Selain memperbaiki infrastruktur, Indonesia sebagai Negara Kepulauan yang pada saat ini menuju Negara Maritim perlu menata kelola instansi dan lembaga pendukung penggerak sektor kemaritiman-nya yakni salah satunya Lembaga Otoritas Pelabuhan yang independen.

Hal ini menjadi krusial agar visi dan misi menjadikan RI sebagai poros maritim dunia bisa terealisasikan.

Tanggung Jawab

Sejak awal, IMLOW  mendorong agar Otoritas Pelabuhan (OP) di Indonesia diperkuat dan bertanggung jawab langsung kepada Presiden ataupun Menteri Perhuhungan.

Pasalnya, instansi OP mesti berdiri sebagai lembaga independen atau setingkat badan tersendiri yang bertanggung jawab langsung kepada Kementerian teknis terkait dalam hal ini Menteri perhubungan maupun kepada Presiden.

Jika OP sebagai regulator tertinggi di pelabuhan dan lebih independent diharapkan mampu berperan mengawal efisiensi biaya logistik di suatu pelabuhan guna meningkatkan daya saing nasional.

Apalagi saat ini Pemerintah sedang fokus merealisasikan national logistic ecosystem (NLE). Harapannya, dengan peran OP yang lebih kuat maka bisa mengawal implementasi program NLE itu.

Disisi lain, bahwa istilah Otoritas Pelabuhan Utama, Syahbandar Utama, dan KSOP yang ada saat ini perlu ditinjau ulang dan diganti dengan nama lembaga Syahbandar maupun Otoritas Pelabuhan (OP) saja sesuai dengan amanat UU No: 17/2008 tentang Pelayaran.

Sebab, posisi dan status OP memengaruhi banyak hal antara lain, kecepatan dalam menyikapi penanganan masalah di lapangan hingga yang berkaitan dengan optimalisasi fasilitas pelabuhan maupun investasi.

Apalagi, peran dan fungsi kewenangan regulator tertinggi di pelabuhan sangat berhubungan erat dengan tingkat efektivitas dan efisiensi layanan kepelabuhanan, termasuk mengkonsolidasikan seluruh stakeholders terkait untuk mengeksekusi kebijakan pemerintah secara langsung.

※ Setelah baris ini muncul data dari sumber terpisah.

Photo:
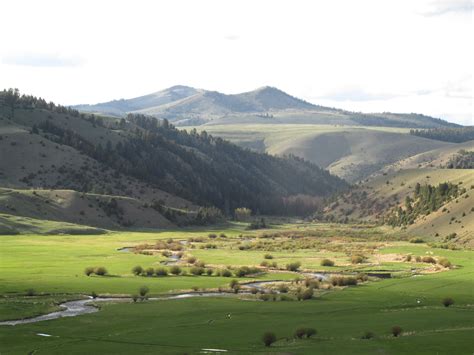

Oleh sebab itu, dengan adanya formulasi 4 regional pelabuhan oleh BUP Pelindo itu perlu dipertimbangkan oleh Pemerintah untuk memperkuat otoritas pelabuhan di keempat wilayah/regional itu dengan menghadirkan BOP yang independent demi kecepatan dalam menyikapi penanganan masalah di lapangan hingga yang berkaitan dengan optimalisasi fasilitas maupun investasi di pelabuhan, Indonesia.**

*Penulis: Achmad Ridwan Tentowi, Sekjen Indonesian Maritime Logistic and Transportation Watch (IMLOW) yang juga Pengurus Perkumpulan Ahli Keselamatan dan Keamanan Maritim Indonesia/AKKMI.